- Episode no.: Season 1 Episode 18
- Directed by: Jackie Cooper
- Written by: Larry Gelbart; Sheldon Keller;
- Production code: J317
- Original air date: February 4, 1973

Guest appearances
- Gail Bowman; Alex Henteloff; Odessa Cleveland

Episode chronology
| ← Previous "Sometimes You Hear the Bullet" | Next → "The Longjohn Flap" |
- M*A*S*H season 1

= Dear Dad...Again =

"Dear Dad...Again" is the 18th episode of the first season of the American television series M*A*S*H. It originally aired on February 4, 1973.

==Plot==
Hawkeye writes to his father again about several crazy events that take place at the 4077th, including his bet with Trapper John that he could walk into the mess tent naked and nobody would notice (he loses), the arrival of Captain Adam Casey (portrayed by Alex Henteloff), a Demara-esque fraud masquerading as a doctor, Frank becoming drunk, and Margaret's attempt to sing "My Blue Heaven" at the camp "No-Talent Show".

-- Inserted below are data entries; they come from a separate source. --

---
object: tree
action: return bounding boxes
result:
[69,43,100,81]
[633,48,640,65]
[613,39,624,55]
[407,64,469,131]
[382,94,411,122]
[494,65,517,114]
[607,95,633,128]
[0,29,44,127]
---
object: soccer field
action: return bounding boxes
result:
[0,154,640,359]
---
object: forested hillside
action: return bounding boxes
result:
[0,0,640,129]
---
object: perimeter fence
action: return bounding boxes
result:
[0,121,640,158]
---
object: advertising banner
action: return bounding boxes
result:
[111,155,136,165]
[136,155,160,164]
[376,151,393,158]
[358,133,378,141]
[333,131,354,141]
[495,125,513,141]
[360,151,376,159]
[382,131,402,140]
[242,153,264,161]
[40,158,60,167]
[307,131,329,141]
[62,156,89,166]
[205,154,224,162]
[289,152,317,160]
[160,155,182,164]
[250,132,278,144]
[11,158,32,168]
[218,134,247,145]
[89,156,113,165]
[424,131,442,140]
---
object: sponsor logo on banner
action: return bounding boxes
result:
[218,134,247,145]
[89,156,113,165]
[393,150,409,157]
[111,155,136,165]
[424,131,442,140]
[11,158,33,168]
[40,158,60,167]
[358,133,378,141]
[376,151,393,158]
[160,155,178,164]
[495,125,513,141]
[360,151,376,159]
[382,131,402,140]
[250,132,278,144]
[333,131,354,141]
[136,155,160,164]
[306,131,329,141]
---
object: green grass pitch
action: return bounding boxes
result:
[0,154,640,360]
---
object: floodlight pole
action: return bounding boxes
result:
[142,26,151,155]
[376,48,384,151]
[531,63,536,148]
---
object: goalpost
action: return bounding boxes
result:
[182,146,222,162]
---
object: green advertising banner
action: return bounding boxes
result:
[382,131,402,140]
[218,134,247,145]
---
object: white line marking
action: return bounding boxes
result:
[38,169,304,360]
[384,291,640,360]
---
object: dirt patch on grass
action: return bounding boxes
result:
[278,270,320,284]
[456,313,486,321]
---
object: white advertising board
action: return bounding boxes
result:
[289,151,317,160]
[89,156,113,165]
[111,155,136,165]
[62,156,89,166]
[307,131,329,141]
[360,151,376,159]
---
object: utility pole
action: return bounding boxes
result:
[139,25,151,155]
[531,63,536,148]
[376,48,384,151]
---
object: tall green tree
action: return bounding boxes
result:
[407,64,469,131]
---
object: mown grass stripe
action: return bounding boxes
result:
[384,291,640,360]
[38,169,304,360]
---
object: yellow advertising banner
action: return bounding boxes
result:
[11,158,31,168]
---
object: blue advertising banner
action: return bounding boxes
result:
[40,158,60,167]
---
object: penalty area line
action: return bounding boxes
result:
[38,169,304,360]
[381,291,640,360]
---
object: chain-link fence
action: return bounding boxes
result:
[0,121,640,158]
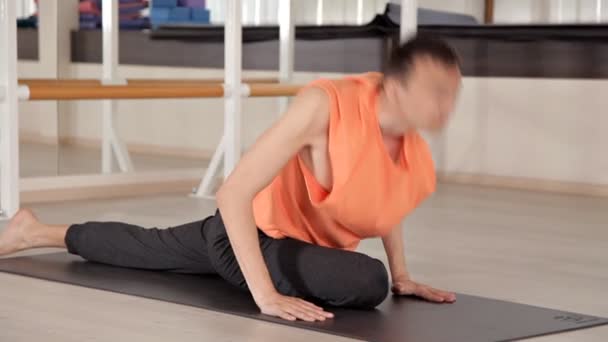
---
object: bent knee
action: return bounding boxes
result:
[362,259,389,308]
[340,257,389,309]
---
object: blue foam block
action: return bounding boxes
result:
[152,0,177,8]
[150,7,171,22]
[192,8,211,24]
[169,7,192,22]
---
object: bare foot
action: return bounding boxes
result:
[0,209,38,255]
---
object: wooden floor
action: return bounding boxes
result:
[0,185,608,342]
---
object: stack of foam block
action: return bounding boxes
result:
[80,0,150,29]
[150,0,210,27]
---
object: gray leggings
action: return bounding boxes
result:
[65,211,389,308]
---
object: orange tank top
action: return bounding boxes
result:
[253,73,435,250]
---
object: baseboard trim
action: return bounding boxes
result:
[19,132,214,160]
[437,172,608,197]
[20,169,221,204]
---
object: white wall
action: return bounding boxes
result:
[439,78,608,184]
[19,63,608,185]
[494,0,608,24]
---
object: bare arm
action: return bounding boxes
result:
[382,224,410,280]
[216,88,331,320]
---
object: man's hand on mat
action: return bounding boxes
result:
[256,292,334,322]
[391,279,456,303]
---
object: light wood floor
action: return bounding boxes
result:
[0,185,608,342]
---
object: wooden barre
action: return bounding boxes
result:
[18,78,278,87]
[24,84,302,101]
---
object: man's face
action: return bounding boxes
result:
[392,57,461,131]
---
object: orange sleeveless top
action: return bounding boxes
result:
[253,73,435,250]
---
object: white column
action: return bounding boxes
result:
[399,0,418,42]
[253,0,262,26]
[279,0,295,115]
[0,0,19,219]
[101,0,133,173]
[101,0,119,173]
[357,0,364,25]
[223,0,243,178]
[556,0,564,24]
[316,0,323,26]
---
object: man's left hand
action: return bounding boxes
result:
[391,279,456,303]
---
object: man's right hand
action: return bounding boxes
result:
[255,292,334,322]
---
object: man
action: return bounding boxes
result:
[0,36,461,321]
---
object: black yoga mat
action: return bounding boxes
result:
[0,253,608,342]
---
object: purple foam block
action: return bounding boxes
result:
[178,0,205,8]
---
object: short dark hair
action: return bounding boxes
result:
[383,33,460,78]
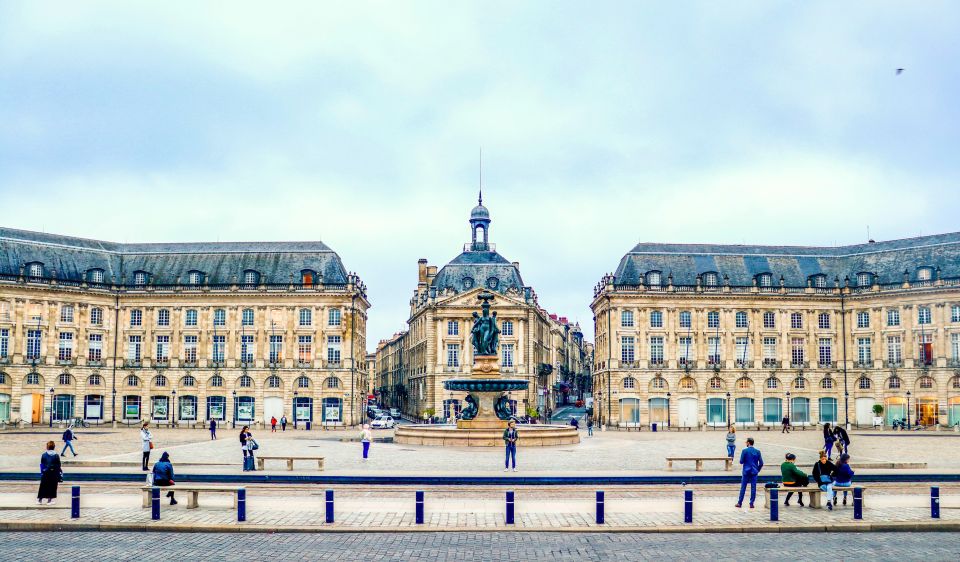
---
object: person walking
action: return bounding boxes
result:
[503,420,520,472]
[780,453,810,507]
[140,422,153,472]
[833,453,853,505]
[60,425,77,457]
[37,441,63,504]
[812,450,837,511]
[823,422,837,459]
[153,451,177,505]
[360,423,373,460]
[737,437,763,509]
[727,425,737,459]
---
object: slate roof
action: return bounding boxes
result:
[614,232,960,287]
[0,227,347,285]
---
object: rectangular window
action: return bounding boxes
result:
[650,336,663,365]
[707,336,720,365]
[327,308,340,326]
[817,338,833,367]
[887,336,903,365]
[447,343,460,367]
[620,336,637,364]
[503,343,513,367]
[27,330,43,359]
[157,336,170,363]
[790,338,807,367]
[87,334,103,361]
[127,336,143,363]
[213,336,227,363]
[857,338,873,367]
[183,336,197,364]
[57,332,73,361]
[887,308,900,326]
[297,336,313,364]
[270,336,283,363]
[327,336,340,365]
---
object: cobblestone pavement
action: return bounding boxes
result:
[0,428,960,475]
[0,532,960,562]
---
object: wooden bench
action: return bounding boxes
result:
[667,457,733,472]
[140,484,239,509]
[256,455,323,470]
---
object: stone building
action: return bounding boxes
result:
[0,225,370,425]
[377,200,584,419]
[591,233,960,427]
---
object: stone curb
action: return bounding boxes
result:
[0,521,960,534]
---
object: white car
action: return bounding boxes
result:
[370,416,397,429]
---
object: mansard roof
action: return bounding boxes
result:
[614,232,960,287]
[0,227,347,285]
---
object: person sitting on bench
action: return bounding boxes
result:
[780,453,810,507]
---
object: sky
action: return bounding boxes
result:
[0,0,960,351]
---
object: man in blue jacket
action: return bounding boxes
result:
[737,437,763,509]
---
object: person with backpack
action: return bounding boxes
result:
[37,441,63,504]
[780,453,810,507]
[60,425,77,457]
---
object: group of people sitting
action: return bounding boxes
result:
[780,450,853,511]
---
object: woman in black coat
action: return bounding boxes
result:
[37,441,63,504]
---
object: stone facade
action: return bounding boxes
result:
[591,235,960,427]
[0,229,369,425]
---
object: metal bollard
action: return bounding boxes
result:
[417,490,423,525]
[237,488,247,521]
[150,486,160,521]
[768,488,780,521]
[853,487,863,519]
[70,486,80,519]
[327,490,333,523]
[597,490,604,525]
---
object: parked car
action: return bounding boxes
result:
[370,415,397,429]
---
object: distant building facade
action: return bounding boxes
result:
[0,229,370,425]
[591,234,960,427]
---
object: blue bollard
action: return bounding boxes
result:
[597,490,603,525]
[70,486,80,519]
[417,490,423,525]
[327,490,333,523]
[853,487,863,519]
[150,486,160,521]
[237,488,247,522]
[930,486,940,519]
[769,488,780,521]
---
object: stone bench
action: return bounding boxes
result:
[667,457,733,472]
[256,455,323,470]
[140,484,239,509]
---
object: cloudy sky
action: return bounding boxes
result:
[0,0,960,347]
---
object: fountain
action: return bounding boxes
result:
[394,291,580,447]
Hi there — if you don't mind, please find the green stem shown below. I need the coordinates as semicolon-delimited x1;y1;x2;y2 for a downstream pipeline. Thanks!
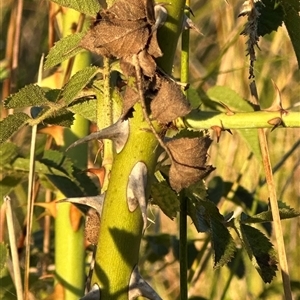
179;0;190;300
55;9;90;300
91;0;185;300
176;110;300;129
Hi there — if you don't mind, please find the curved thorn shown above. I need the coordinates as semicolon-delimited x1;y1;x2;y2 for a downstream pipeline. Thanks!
79;284;101;300
56;194;105;216
66;120;129;153
127;161;147;230
128;266;162;300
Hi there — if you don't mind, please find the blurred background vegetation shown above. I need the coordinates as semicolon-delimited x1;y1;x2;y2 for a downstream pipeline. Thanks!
0;0;300;300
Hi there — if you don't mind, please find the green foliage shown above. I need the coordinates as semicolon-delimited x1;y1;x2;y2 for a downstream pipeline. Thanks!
256;0;283;36
241;202;300;223
238;224;277;283
280;0;300;68
0;112;30;144
4;84;48;108
0;0;300;299
62;67;99;105
44;32;86;69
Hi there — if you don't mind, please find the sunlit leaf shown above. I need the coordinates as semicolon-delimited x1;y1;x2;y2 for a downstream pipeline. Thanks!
210;218;236;268
0;172;25;205
0;142;19;165
40;108;74;127
0;112;30;144
62;67;99;105
44;31;89;69
0;242;8;273
238;224;277;283
68;98;97;123
151;181;180;219
52;0;101;16
280;0;300;68
4;84;48;108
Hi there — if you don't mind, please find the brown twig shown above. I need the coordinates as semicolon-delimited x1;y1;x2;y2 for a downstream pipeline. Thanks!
250;80;292;300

Hawkeye's line, "I have always relied upon the kindness of strangers" (at minute 6:49), is a reference to Tennessee Williams' play A Streetcar Named Desire, with the line spoken by the character Blanche DuBois.

Hawkeye asks his father to "kiss sis, and Mom" in his letter to him. This is contradicted in later episodes which reveal Hawkeye as an only child with his mother deceased. He also mentions in "The Moose" that he always wanted a sister.